Come giudicare lo stato di salute del sistema Paese rispetto ai rischi Cyber in base a quanto accaduto?

Utilizzando per un attimo uno dei modelli attuali di possibile approccio alla sicurezza, “Protect/Detect/Respond“, possiamo dire che abbiamo 2 notizie cattive ed 1 buona… 2 a 1 per le notizie cattive…, mi sa che non c’è tanto da essere ottimisti…

Ma io sono ottimista di natura e quindi inizio dalla buona notizia: la capacità di investigazione dimostrata dalla Polizia Postale e dal CNAIPIC (plauso a loro!) sono un brillante esempio di capacità reattiva (“Respond“) rispetto alla segnalazione iniziale della mail anomala notata dal responsabile di sicurezza dell’ENAV e della lunga, non facile, attvità di indagine (tradizionale+Cyber) che ne è seguita. Notevole anche aver appreso della costante collaborazione con la Cyber Division dell’FBI per una rapida azione di intervento di sequestro oltreoceano ed evitare la distruzione dei dati salvati sui provider statunitensi.

Cosa dire invece delle capacità di “Protect” & “Detect” ? Ahia, temo si debba ammettere l’incapacità del “sistema” di sicurezza (ammesso che ve ne sia uno organico e strutturato… ) di 1) proteggere identità/dati/dispositivi, per quanto possibile preventivamente, da questo tipo di rischi e 2), in ogni caso, di rilevare in modo tempestivo i possibili attacchi in corso.

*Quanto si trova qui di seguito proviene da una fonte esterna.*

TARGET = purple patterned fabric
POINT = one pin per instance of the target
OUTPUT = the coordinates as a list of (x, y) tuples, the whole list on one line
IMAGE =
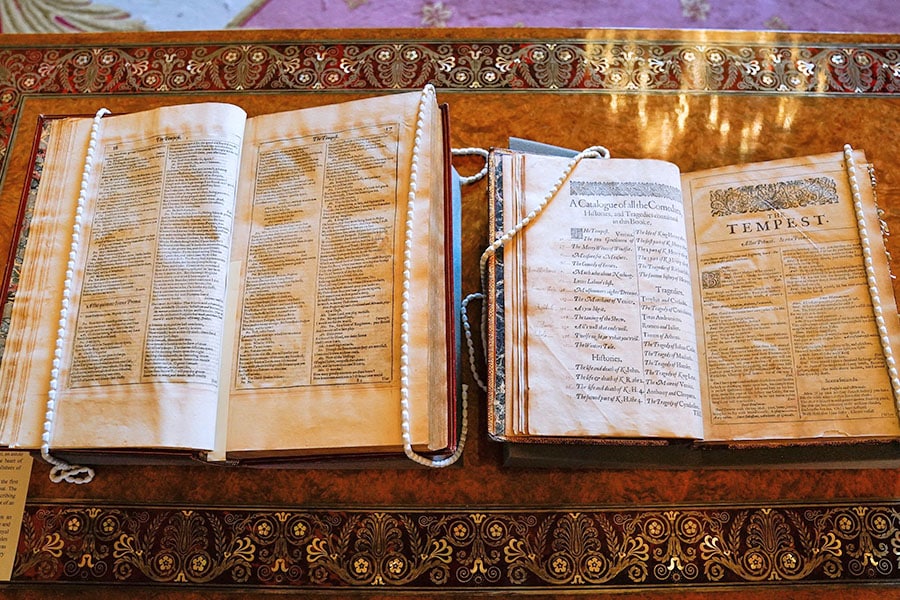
[(878, 16)]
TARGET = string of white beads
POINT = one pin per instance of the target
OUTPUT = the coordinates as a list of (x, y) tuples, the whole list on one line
[(62, 471), (427, 95), (870, 273)]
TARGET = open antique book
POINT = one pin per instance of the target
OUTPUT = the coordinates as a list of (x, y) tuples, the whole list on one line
[(234, 287), (734, 305)]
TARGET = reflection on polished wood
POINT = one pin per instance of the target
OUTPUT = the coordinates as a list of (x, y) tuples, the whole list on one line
[(699, 99)]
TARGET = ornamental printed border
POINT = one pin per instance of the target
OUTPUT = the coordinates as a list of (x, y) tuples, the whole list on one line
[(486, 549)]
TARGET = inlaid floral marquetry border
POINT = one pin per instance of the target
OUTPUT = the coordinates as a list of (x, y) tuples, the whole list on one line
[(588, 65), (450, 549)]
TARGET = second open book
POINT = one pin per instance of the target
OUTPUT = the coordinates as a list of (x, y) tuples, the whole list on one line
[(742, 303)]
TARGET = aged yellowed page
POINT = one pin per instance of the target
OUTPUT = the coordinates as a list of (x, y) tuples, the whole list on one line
[(599, 310), (788, 344), (140, 363), (319, 237)]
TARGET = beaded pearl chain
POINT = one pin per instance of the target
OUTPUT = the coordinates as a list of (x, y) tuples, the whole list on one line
[(591, 152), (63, 471), (870, 273), (427, 94)]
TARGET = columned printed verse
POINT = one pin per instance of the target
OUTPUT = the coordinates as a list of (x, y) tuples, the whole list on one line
[(609, 332), (153, 293), (317, 305)]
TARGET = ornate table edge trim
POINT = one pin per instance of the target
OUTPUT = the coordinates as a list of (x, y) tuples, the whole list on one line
[(461, 548)]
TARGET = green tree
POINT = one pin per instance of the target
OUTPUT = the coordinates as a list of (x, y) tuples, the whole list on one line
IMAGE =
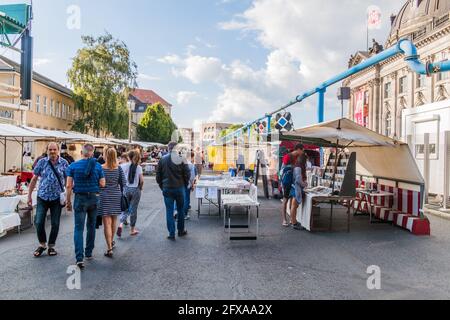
[(156, 125), (102, 75)]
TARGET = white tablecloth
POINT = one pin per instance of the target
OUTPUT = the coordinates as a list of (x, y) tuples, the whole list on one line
[(305, 211), (7, 183), (8, 221)]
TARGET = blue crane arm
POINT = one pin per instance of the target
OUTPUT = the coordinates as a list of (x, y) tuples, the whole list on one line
[(404, 46)]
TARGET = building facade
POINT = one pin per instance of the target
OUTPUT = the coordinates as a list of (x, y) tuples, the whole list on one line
[(210, 132), (381, 93), (51, 108), (144, 99), (188, 136), (392, 100)]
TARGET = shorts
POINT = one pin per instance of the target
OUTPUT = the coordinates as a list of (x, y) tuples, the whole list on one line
[(287, 192)]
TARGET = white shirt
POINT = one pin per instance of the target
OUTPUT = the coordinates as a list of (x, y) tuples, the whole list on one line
[(126, 170)]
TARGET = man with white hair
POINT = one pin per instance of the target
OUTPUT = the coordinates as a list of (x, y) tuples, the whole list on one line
[(85, 178), (173, 176)]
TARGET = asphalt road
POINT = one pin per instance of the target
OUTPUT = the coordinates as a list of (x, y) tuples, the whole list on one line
[(281, 264)]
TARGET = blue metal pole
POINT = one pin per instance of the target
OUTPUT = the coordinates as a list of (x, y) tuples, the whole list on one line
[(404, 46), (321, 105)]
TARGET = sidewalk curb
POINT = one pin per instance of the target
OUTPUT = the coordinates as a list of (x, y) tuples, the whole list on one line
[(439, 214)]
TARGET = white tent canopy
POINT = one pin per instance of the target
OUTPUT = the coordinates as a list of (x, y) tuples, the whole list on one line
[(137, 143), (345, 132), (11, 131), (376, 155), (60, 135)]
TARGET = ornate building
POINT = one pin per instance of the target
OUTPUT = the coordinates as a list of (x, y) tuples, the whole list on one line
[(381, 93)]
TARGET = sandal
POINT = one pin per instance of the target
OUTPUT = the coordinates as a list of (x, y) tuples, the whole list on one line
[(39, 251), (52, 252), (109, 254)]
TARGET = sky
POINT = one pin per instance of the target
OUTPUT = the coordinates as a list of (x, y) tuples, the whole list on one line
[(216, 60)]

E’ il solito approccio all’italiana, vedi l’esempio del terremoto, come parallelo quasi perfettamente calzante: nessuna prevenzione nelle costruzioni antisismiche per minimizzare gli impatti da eventi ineluttabili, ma nella capacità di reazione e solidarietà a disastro avvenuto non ci batte nessuno al mondo…

Idem per la Cybersecurity nazionale e quanto dimostra l’evento in oggetto: investire a priori per adottare soluzioni di protection & detection ? … Devo dedurre che non sia stato fatto, o non in modo adeguato rispetto alla criticità delle identità/dati di tali personaggi istituzionali… Per fortuna c’è una capacità di reazione con i contro-fiocchi (…tralasciando il tema della mancata catena di informazione che a quanto pare ha scatenato la rimozione del direttore della Polizia Postale titolare dell’indagine…).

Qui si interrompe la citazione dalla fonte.